O Tribunal de Justiça de Mato Grosso (TJMT) manteve a condenação de um município ao pagamento de indenização por danos morais após a retirada de um corpo de um túmulo sem comunicação prévia à família. A decisão foi relatada pelo desembargador Luiz Octávio Oliveira Saboia Ribeiro.
De acordo com o processo, a mãe da vítima só tomou conhecimento da remoção quando compareceu ao cemitério para realizar melhorias no jazigo. No local, foi informada de que o sepultamento havia sido alterado e acabou presenciando a abertura de uma nova sepultura, situação que gerou forte abalo emocional à família.
Falha na prestação do serviço público
Para o Tribunal, ficou caracterizada falha na prestação do serviço público. Embora não tenha sido comprovada má-fé por parte de servidor, os magistrados destacaram que a responsabilidade do ente público é objetiva, conforme previsto na Constituição Federal.
Assim, o Município deve reparar os danos causados por atos praticados no âmbito de seus serviços, independentemente da comprovação de intenção.
Indenização mantida em R$ 10 mil
O colegiado manteve a indenização por dano moral fixada em R$ 10 mil. Segundo os desembargadores, o valor é proporcional à gravidade dos fatos e cumpre a função de compensar o sofrimento suportado pela família, sem resultar em enriquecimento indevido.

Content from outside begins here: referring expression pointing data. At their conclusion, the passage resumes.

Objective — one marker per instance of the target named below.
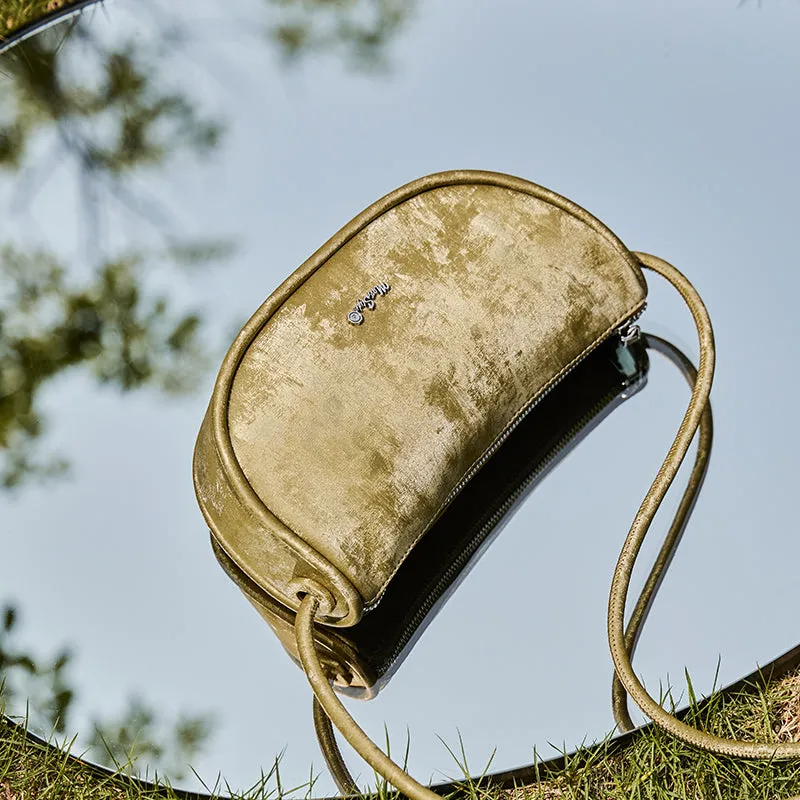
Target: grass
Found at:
(652, 766)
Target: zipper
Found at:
(488, 525)
(628, 331)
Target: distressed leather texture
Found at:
(329, 448)
(362, 659)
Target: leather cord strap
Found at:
(619, 643)
(322, 724)
(641, 523)
(619, 697)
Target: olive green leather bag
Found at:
(368, 391)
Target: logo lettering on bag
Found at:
(367, 302)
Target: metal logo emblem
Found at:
(367, 302)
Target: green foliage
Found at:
(359, 30)
(108, 325)
(137, 736)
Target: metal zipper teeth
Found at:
(512, 426)
(489, 524)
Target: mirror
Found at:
(164, 166)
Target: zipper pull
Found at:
(629, 332)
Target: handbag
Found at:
(362, 659)
(372, 387)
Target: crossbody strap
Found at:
(620, 645)
(322, 724)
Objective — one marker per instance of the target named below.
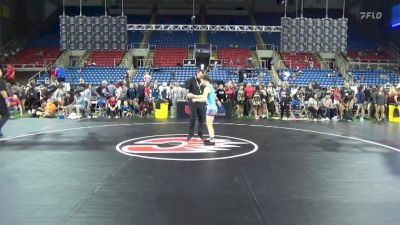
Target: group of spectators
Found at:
(127, 99)
(312, 102)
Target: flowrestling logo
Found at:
(175, 147)
(371, 15)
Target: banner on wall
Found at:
(395, 22)
(4, 12)
(314, 35)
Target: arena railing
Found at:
(119, 62)
(139, 45)
(283, 63)
(143, 63)
(354, 65)
(44, 71)
(267, 47)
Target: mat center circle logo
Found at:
(176, 147)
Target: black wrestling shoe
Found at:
(208, 142)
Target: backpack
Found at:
(240, 96)
(257, 98)
(164, 93)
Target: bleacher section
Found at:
(301, 60)
(270, 19)
(376, 77)
(322, 77)
(95, 75)
(174, 39)
(167, 74)
(232, 55)
(169, 56)
(34, 57)
(226, 74)
(136, 36)
(357, 40)
(106, 58)
(230, 39)
(369, 56)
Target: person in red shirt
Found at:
(230, 92)
(10, 76)
(112, 107)
(249, 91)
(53, 74)
(15, 104)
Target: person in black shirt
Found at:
(196, 108)
(346, 104)
(284, 100)
(220, 92)
(4, 112)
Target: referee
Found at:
(4, 113)
(197, 109)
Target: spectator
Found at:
(156, 92)
(10, 75)
(360, 99)
(379, 98)
(102, 91)
(68, 102)
(313, 107)
(15, 104)
(329, 108)
(257, 103)
(284, 100)
(50, 110)
(230, 92)
(61, 74)
(131, 93)
(346, 103)
(249, 91)
(369, 101)
(112, 107)
(147, 79)
(220, 92)
(240, 100)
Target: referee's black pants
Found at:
(4, 112)
(197, 109)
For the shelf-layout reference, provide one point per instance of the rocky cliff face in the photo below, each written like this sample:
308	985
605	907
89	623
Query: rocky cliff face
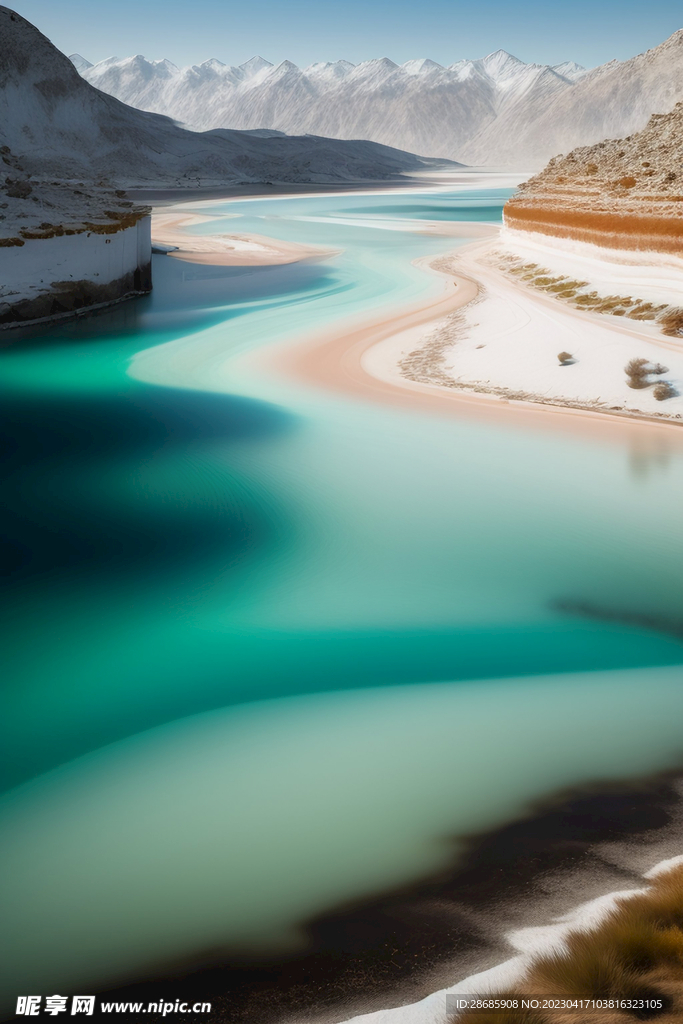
621	194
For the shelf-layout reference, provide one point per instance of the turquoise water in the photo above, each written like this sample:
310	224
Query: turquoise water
270	649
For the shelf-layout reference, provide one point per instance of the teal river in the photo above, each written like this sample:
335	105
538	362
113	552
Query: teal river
269	649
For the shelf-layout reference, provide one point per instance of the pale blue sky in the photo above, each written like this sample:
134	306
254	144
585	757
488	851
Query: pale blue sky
190	31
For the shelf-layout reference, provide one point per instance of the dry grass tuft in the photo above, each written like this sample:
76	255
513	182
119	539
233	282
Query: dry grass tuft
664	390
635	952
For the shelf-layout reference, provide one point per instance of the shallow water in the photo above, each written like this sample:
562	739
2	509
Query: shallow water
253	628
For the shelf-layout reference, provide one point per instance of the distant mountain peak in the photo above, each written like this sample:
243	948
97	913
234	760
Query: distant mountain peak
79	62
421	66
254	65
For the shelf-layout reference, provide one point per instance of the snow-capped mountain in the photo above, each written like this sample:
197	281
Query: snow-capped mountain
60	127
493	111
419	105
611	101
79	62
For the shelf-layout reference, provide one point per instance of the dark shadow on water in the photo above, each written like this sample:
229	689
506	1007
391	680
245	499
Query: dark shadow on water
185	297
396	947
54	450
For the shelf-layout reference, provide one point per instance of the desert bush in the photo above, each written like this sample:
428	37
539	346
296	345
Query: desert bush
637	373
664	390
635	952
672	323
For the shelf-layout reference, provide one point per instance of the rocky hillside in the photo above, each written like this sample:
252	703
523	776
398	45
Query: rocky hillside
610	101
622	194
61	127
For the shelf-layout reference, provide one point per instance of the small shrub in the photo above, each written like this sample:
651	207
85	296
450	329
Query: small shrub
636	368
664	390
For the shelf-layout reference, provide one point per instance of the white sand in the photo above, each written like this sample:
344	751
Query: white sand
506	342
528	942
174	229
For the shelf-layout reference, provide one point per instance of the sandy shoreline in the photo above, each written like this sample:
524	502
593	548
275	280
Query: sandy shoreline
352	361
174	229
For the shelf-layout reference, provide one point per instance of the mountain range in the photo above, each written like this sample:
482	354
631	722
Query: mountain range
58	126
495	111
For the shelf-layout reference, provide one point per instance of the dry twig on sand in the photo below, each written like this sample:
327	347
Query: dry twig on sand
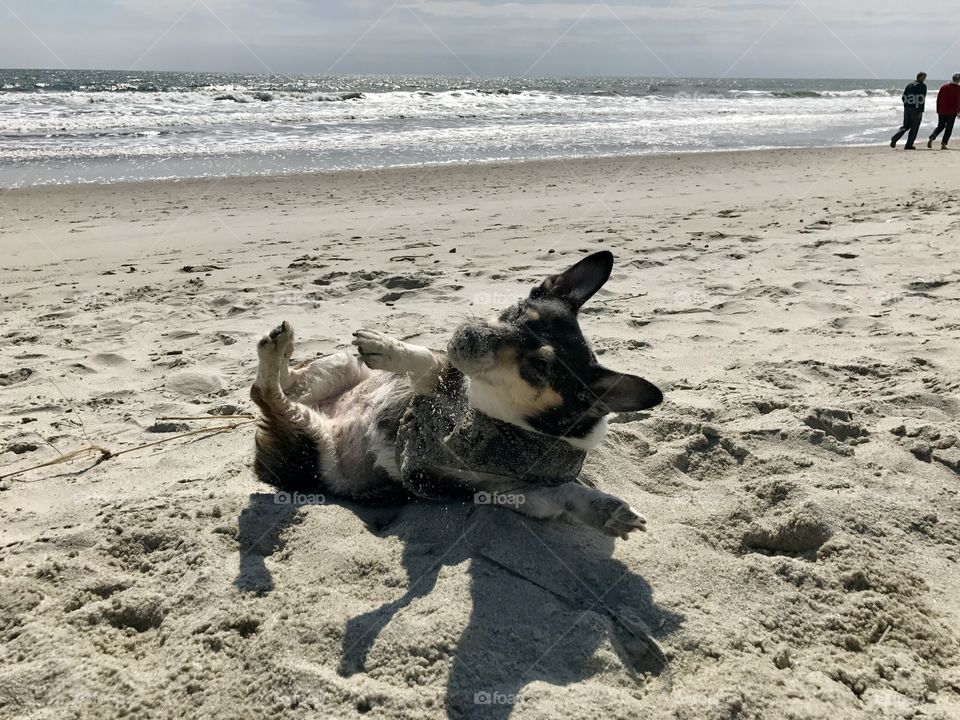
106	454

A decisão também determinou que a atualização do montante siga índice oficial único, conforme a regra constitucional vigente, ajustando apenas a forma de cálculo da condenação.
O pedido da autora para majoração da indenização não foi analisado, pois foi apresentado de forma inadequada no processo. Já o Município foi dispensado do pagamento das custas judiciais, conforme prevê a legislação estadual.